Take a look at the WTI and Brent crude oil prices after OPEC

IG analyst, Shaun Murison, takes a look at the Brent and WTI crude oil price charts in the wake of the decision by OPEC and some non-OPEC oil producers to raise output by 1 million barrels a day.

Oil markets react to news of production increase

Oil markets have reacted to the news that the Organisation of the Petroleum Exporting Countries (OPEC) and non-OPEC nations will look to increase output by one million barrels per day (bpd). Initial gains in crude oil prices were perhaps a result of the announced increase falling below levels previously suggested by Saudi Arabia and Russia. Those countries had suggested an increase of 1.5 million bpd.


Comments from OPEC producers Iran and Iraq suggest that the output increase may fall short of the one million bpd target and may only realize a range of 500,000 to 770,000 bpd, as some countries would find difficulty in hitting the new quotas.

The US crude benchmark, WTI, rose more than 5% in the immediate aftermath of the increase announcement. The Brent crude benchmark managed to add 3.5% on the day. The gains were then pared.

OPEC meeting

Your essential guide to Organization of the Petroleum Exporting Countries (OPEC) meetings – find out how they affect global oil prices and other energy markets.


Trade idea based on relationship between Brent and WTI crude oil benchmarks

Rather than looking at trading a purely one direction bias in the oil markets, the relationship between WTI and Brent might be deviating enough to offer a market neutral or pair trading opportunity.

The below chart looks to help identify this potential opportunity.

Brent Crude vs US Crude (WTI)

The chart is the Brent candlestick with a relative strength comparison (RSC) indicator added. The RSC (blue line) compares the price of one security with that of another in a ratio format.  The RSC has experienced a decline in value recently, which highlights that security 1 (Brent) has been underperforming security 2 (WTI). Bollinger bands have been added to the RSC and highlight the underperformance of security 1 relative to the usual relationship of the two securities.

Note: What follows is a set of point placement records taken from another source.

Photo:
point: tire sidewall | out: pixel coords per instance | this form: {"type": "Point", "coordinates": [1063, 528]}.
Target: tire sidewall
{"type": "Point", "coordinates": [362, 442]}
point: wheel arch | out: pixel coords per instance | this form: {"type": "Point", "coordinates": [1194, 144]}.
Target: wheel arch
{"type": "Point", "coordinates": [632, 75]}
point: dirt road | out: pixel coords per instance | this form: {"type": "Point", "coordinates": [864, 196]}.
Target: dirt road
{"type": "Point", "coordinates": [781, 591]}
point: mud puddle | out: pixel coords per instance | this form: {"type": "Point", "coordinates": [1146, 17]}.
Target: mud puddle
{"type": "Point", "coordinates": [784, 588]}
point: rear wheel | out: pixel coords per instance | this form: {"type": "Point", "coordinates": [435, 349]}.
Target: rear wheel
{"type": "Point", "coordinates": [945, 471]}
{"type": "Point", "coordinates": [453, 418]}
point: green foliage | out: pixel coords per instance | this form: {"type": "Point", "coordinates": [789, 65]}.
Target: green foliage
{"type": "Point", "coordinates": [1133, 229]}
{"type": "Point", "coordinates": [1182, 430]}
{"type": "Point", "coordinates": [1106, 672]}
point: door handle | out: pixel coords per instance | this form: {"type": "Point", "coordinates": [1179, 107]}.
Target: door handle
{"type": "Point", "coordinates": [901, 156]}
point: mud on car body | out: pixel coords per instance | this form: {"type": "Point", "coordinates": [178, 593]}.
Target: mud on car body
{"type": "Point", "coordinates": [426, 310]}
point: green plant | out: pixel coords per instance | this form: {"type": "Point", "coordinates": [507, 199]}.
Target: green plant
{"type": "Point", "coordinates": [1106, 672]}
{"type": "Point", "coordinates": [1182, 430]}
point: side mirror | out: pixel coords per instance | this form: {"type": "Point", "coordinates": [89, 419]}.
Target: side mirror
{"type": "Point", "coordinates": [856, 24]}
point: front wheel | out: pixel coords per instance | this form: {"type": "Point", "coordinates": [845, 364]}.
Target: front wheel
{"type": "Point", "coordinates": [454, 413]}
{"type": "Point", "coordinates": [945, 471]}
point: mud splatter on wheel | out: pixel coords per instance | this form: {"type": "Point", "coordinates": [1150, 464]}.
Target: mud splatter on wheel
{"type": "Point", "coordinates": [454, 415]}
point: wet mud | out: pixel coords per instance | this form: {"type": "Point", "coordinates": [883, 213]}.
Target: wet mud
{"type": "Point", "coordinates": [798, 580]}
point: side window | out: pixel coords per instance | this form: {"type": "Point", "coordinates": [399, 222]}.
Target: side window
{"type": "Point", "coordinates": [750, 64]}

It is expected that the relationship between the two securities will revert back to normality favouring a possible pair trade opportunity i.e. long Brent and short WTI. The target from the technical persepective would be for the RSC to move back towards the 20 moving average (red line) which is regarded as the mean. This could occur with the price movements of the securities in a number of ways;

  1. Brent rising and WTI falling
  2. Brent rising faster than WTI rising
  3. Brent falling slower than WTI falling

Should one of these scenarios play out successfully, the expectation would be for a net gain of 4.4%. A stop-loss would be considered equal to the anticipated gain of 4.4%.